When I picture Robert Graves he’s a broken-nosed hero poet, boxer, emperor, eyes sharply focused on something no-one else can see. By the time he died in 1985, at the age of 90, he was a far cry from the man who shaped the myth. It feels wrong to go into the reasons why but whatever made Graves himself seemed to have retreated almost to the point where it no longer existed.
But what of the weight of Graves’s legacy? What did he leave us?
Graves by Mati Klarwein 1957
For poets who came of age in the 1950s, Graves was a kind of astronaut of love. In 1958, poet Philip Larkin wrote, ‘Graves is a good a poetic mentor as the young are likely to get. His advantage as a scatterer of other people’s nonsense resides chiefly in the intimidating quality of his own.’ He was a ‘lone wolf…outside movements’ as the critic DJ Enright put it in his 1965 book Conspirators and Poets. Enright goes on to say that Graves is a necessary counter to poetic modernism (think Eliot and Pound), which remains as true today as it ever was.
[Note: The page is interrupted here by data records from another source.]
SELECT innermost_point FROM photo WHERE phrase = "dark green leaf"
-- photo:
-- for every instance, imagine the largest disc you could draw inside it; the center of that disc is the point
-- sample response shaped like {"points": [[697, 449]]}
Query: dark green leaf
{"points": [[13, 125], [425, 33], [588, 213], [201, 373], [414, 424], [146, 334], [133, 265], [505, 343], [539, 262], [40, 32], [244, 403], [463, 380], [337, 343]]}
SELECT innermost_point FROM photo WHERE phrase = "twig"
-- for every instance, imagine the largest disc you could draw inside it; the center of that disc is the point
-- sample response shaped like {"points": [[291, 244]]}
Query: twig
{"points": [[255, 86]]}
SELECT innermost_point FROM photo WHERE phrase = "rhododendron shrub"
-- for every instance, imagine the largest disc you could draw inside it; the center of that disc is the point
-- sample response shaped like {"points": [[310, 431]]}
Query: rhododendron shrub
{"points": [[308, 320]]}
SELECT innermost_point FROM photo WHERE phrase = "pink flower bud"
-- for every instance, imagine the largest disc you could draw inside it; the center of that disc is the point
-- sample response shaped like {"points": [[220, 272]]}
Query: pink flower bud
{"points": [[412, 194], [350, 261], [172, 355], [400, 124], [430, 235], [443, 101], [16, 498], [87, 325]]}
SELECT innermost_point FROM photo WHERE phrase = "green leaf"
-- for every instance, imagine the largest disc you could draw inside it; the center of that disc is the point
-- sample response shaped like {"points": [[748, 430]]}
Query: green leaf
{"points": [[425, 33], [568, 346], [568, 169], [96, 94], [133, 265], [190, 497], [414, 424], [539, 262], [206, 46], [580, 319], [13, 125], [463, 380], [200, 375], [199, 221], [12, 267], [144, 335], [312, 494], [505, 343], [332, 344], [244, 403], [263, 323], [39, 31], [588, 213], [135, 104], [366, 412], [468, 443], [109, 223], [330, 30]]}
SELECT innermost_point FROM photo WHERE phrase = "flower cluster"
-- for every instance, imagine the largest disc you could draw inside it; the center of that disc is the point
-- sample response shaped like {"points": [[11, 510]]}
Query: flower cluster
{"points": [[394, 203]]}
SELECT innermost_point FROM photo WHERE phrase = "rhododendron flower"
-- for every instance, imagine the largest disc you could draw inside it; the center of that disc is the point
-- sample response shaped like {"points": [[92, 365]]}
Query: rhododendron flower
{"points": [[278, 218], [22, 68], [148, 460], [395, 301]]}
Today, Graves’s belief that poetry should be ‘sense; good sense; penetrating, often heart-rending sense’ continues to have its adherents. For poet and critic Grevel Lindop, ‘He remains a very fine poet. An exemplar of how to use English, and how to use poetic form without letting form push you around.’
For me, Graves’s use of English is the most appealing quality of his work. No matter what he’s writing – love poetry, The White Goddess, short stories like She Landed Yesterday, the books of myth and history – Graves’s language is always crystal clear. I may not grasp him but I understand him.
Not so long ago I was arguing about Graves with a friend of mine who champions modernism. I said that Graves’s real significance lies in the way he anticipated a certain shift in consciousness from the early 1960s.
Graves’s relationships with women from the twenties onwards seem astonishingly modern. Whether it’s simply born out of his own complicated psychology or not, his veneration of the Goddess is remarkably ahead of its time. Graves’s belief in the supreme power of the Goddess helped inspire both modern feminism and New Age thinking.
But it’s Graves’s connection to what would become the psychedelic movement which most intrigues me.
Graves was friends with R Gordon Wasson, a JP Morgan vice president and amateur mycologist who was researching into magic mushrooms. He told Wasson about a cult in Oaxaca, southern Mexico, that used the vision-inducing mushroom teonanacatl.
Guided by a shaman, Wasson took the mushrooms. The experience helped shape his belief that ‘psychedelic mushrooms provided the key to many of the world’s religious mysteries…including the tree of good and evil in the Bible.’ (Marcus Boon, The Road of Excess: A History of Writers on Drugs). Graves too believed that much of classical and pre-classical mythology could be explained by the use of psychedelics.
When Graves took mushrooms with Wasson on January 31, 1960, aged sixty-four, he ‘experienced worlds of jewels, demons, and erotic fantasy’. But, and this is interesting, mushroom hallucinations didn’t come close to his experience of being in a poetic trance. He also predicted that the psychedelic experience would ‘soon be snatched at by jaded sensation-seekers’.
How right he was.
A call of high romance
The opening line of Graves’s 1918 poem ‘The Last Post’ accidentally sums up his continued appeal for so many of us.
In a world of rampant greed and materialism where constant growth is the new god, Graves offers a ‘call of high romance’. He reminds us that the poetic spirit never dies, love is always supreme, and it is possible to choose how we live.
And this is what Deià promises. If we only listen.